Indice

  1. Tossicità selettiva
  2. Applicazioni della tossicità selettiva
  3. Limiti negli studi tossicologici
  4. Importanza nella valutazione del rischio

Tossicità selettiva

La tossicità selettiva è la capacità di una sostanza chimica di provocare un danno in una determinata specie o in uno specifico tessuto senza arrecare effetti dannosi a un'altra specie o ad altri tessuti, anche quando questi si trovano a stretto contatto. Questo principio rappresenta uno dei concetti fondamentali della tossicologia e della farmacologia, poiché consente di comprendere perché alcune sostanze siano tossiche solo per determinati organismi o per specifici distretti dell'organismo.
Quando si parla di tossicità selettiva tra specie differenti, si distinguono una specie desiderabile, definita anche specie economica, che non deve essere danneggiata, e una specie indesiderabile o non economica, che rappresenta invece il bersaglio della sostanza. Nel caso dei farmaci antimicrobici, la specie desiderabile è l'uomo, mentre quella indesiderabile è costituita dai microrganismi patogeni, come batteri o virus. In altri ambiti, come quello agricolo, il bersaglio può essere rappresentato da parassiti o erbe infestanti.

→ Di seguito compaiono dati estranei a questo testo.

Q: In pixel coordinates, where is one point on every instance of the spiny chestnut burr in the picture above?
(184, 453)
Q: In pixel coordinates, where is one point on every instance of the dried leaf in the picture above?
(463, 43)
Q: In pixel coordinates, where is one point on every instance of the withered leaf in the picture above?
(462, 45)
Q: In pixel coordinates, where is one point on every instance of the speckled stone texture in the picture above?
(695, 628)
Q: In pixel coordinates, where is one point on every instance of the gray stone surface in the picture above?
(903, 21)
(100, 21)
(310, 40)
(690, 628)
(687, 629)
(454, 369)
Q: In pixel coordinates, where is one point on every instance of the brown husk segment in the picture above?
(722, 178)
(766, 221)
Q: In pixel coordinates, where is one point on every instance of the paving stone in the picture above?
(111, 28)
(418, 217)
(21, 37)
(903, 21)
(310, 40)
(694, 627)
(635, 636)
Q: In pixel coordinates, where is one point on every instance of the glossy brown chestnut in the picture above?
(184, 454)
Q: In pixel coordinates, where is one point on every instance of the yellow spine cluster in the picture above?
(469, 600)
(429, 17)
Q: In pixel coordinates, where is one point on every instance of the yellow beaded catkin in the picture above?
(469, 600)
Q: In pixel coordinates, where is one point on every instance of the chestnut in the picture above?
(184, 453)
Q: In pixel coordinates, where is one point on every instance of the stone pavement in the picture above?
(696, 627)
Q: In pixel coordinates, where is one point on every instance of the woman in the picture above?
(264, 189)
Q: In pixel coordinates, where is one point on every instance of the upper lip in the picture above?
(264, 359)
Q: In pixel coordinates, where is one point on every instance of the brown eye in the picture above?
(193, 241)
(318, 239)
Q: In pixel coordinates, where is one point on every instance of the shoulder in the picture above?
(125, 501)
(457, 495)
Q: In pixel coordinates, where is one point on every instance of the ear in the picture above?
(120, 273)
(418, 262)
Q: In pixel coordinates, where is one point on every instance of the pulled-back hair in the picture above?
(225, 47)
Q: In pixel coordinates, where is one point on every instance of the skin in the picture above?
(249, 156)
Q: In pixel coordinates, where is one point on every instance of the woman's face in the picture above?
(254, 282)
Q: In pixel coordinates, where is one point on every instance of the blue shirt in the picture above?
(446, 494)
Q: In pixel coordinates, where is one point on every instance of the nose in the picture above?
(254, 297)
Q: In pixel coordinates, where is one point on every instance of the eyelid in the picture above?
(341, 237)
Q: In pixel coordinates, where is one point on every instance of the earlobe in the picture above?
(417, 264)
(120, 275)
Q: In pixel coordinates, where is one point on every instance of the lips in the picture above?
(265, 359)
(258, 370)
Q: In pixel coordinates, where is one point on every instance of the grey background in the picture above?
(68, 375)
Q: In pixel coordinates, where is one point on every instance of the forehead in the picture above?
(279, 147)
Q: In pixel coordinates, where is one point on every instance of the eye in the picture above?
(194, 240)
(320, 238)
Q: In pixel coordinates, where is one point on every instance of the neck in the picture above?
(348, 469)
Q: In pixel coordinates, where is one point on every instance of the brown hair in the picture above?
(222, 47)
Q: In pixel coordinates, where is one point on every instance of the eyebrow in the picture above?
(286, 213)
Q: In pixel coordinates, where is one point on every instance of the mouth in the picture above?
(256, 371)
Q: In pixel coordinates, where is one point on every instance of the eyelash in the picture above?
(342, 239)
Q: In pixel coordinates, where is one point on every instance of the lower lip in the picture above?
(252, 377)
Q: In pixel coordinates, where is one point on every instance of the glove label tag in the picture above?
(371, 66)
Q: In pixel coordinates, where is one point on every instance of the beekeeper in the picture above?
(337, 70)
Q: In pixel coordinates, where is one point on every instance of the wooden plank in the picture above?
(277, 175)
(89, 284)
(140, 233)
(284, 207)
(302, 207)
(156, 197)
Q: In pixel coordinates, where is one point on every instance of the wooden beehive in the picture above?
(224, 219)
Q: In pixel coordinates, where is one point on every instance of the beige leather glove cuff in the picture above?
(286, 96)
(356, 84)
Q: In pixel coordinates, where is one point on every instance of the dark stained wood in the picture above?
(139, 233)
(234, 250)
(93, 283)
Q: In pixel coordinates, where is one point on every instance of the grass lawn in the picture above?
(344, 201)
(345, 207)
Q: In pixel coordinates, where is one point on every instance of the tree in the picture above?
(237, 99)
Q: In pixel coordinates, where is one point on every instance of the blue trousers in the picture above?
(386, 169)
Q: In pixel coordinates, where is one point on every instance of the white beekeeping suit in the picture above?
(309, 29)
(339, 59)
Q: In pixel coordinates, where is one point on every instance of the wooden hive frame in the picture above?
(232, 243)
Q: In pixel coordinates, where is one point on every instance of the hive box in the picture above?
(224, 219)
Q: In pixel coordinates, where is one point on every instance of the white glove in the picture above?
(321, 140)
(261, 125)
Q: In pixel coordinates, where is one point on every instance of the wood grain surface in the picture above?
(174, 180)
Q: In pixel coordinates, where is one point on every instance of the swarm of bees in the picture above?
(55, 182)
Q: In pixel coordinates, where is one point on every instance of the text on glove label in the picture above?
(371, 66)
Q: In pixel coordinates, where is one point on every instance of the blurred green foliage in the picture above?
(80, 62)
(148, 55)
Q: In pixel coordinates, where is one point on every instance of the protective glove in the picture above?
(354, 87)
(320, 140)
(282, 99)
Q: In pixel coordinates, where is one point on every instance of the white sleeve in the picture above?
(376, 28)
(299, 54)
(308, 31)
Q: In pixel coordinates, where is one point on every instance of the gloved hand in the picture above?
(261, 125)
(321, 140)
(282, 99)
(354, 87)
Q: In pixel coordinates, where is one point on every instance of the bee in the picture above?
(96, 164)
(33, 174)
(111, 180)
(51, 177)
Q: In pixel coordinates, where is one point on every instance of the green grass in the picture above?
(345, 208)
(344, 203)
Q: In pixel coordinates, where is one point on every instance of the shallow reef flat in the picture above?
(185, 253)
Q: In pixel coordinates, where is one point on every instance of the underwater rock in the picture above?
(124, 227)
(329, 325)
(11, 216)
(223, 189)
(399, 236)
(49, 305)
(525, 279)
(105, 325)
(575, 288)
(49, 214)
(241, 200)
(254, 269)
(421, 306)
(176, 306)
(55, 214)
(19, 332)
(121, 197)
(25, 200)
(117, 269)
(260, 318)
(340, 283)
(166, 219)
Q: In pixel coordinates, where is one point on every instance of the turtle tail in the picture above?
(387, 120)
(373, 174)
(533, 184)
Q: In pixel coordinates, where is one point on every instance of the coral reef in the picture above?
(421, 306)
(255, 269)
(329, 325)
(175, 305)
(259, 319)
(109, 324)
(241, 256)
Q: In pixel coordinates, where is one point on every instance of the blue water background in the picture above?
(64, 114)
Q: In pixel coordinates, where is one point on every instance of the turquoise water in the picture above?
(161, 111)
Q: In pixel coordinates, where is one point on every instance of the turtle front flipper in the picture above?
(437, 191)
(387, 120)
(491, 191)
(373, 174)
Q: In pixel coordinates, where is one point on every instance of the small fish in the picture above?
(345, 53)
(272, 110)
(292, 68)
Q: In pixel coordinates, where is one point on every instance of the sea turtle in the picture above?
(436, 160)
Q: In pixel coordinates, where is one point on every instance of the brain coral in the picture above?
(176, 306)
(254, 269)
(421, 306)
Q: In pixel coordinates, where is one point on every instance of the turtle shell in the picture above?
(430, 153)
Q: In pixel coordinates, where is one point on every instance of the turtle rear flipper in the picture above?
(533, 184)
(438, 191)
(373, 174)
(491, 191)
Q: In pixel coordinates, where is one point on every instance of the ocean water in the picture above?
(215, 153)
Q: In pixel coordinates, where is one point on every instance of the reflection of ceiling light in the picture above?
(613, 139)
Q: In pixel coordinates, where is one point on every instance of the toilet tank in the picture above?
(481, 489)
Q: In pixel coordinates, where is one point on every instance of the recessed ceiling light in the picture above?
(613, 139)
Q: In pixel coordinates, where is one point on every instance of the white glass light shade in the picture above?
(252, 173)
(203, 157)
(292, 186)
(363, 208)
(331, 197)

Applicazioni della tossicità selettiva

La tossicità selettiva costituisce un enorme vantaggio nello sviluppo di farmaci e di altri prodotti destinati a eliminare organismi nocivi senza danneggiare l'organismo ospite. Antibiotici, antivirali, antiparassitari ed erbicidi vengono progettati proprio sfruttando differenze biologiche tra la specie bersaglio e quella che deve essere protetta.
La selettività può riguardare anche tessuti appartenenti allo stesso organismo. In questo caso si parla di selettività d'organo, cioè della capacità di una sostanza di accumularsi o di esercitare la propria azione prevalentemente in uno specifico organo, risparmiando gli altri tessuti.

Limiti negli studi tossicologici

Se da un lato la tossicità selettiva rappresenta un vantaggio nello sviluppo di nuovi farmaci, dall'altro costituisce uno dei principali limiti della tossicologia sperimentale. Durante gli studi preclinici, infatti, gli effetti di uno xenobiotico vengono valutati in modelli animali, ma la risposta osservata in una determinata specie non sempre coincide con quella dell'uomo.
Uno stesso farmaco può produrre effetti terapeutici o tossici differenti nelle specie utilizzate per la sperimentazione rispetto alla specie umana. Questa differenza rende complessa l'interpretazione dei risultati e limita la possibilità di trasferire direttamente all'uomo i dati ottenuti negli animali da laboratorio, in particolare nei roditori, che rappresentano i modelli sperimentali più utilizzati negli studi tossicologici.

Importanza nella valutazione del rischio

La presenza della tossicità selettiva rende la tossicologia una disciplina particolarmente complessa. I dati ottenuti negli studi preclinici consentono di stimare il rischio nell'uomo, ma non permettono di prevederlo con assoluta certezza. Per questo motivo i risultati sperimentali devono essere interpretati mediante modelli e valutazioni scientifiche che tengano conto delle differenze biologiche tra le specie.
Di conseguenza, la valutazione tossicologica si basa sempre su un processo di estrapolazione dei dati sperimentali all'uomo, accettando l'esistenza di un inevitabile margine di incertezza dovuto alle differenze di risposta tra le diverse specie biologiche.